Code used for Hotel-ID to Combat Human Trafficking 2021 - FGVC8 kaggle competition. The task was to identify hotel to which given image of a room belongs to.
Detailed description: https://www.kaggle.com/c/hotel-id-2021-fgvc8/discussion/242207
For training I used only competition data rescaled and padded to 512x512 pixels but including external data (like Hotels-50K dataset) can improve the score significantly.
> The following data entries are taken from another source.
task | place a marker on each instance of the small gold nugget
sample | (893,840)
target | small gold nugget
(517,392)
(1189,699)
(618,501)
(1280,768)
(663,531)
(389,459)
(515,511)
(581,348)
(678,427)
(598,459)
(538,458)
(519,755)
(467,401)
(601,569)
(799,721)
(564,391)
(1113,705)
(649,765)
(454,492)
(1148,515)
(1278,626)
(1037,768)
Following autmentations were used during training: HorizontalFlip, VerticalFlip, ShiftScaleRotate, OpticalDistortion, IAAPerspective, CoarseDropout, RandomBrightness.
EDA: src/hotel-id-eda-with-plotly.ipynb (nbviewer)
Image preprocessing notebook: src/hotel-id-preprocess-images.ipynb
512x512 dataset: https://www.kaggle.com/michaln/hotelid-images-512x512-padded
256x256 dataset: https://www.kaggle.com/michaln/hotelid-images-256x256-padded
Notebook to download Hotels-50K dataset: src/download-hotels-50K.ipynb
Trained 3 types of models with different backbones:
ArcMargin model: src/training/hotel-id-arcmargin-training.ipynb
CosFace model: src/training/hotel-id-cosface-training.ipynb
Classification model: src/training/hotel-id-classification-training.ipynb
Parameters: Lookahead (k=3) + AdamW optimizer, OneCycleLR scheduler, CrossEntropyLoss/CosFace loss
These models were used to generate embeddings for each image which were then used to calculated cosine similarity of the test images to the train dataset. Product of similarities was used to ensemble output from different models and to find the top 5 most similar images from different hotels.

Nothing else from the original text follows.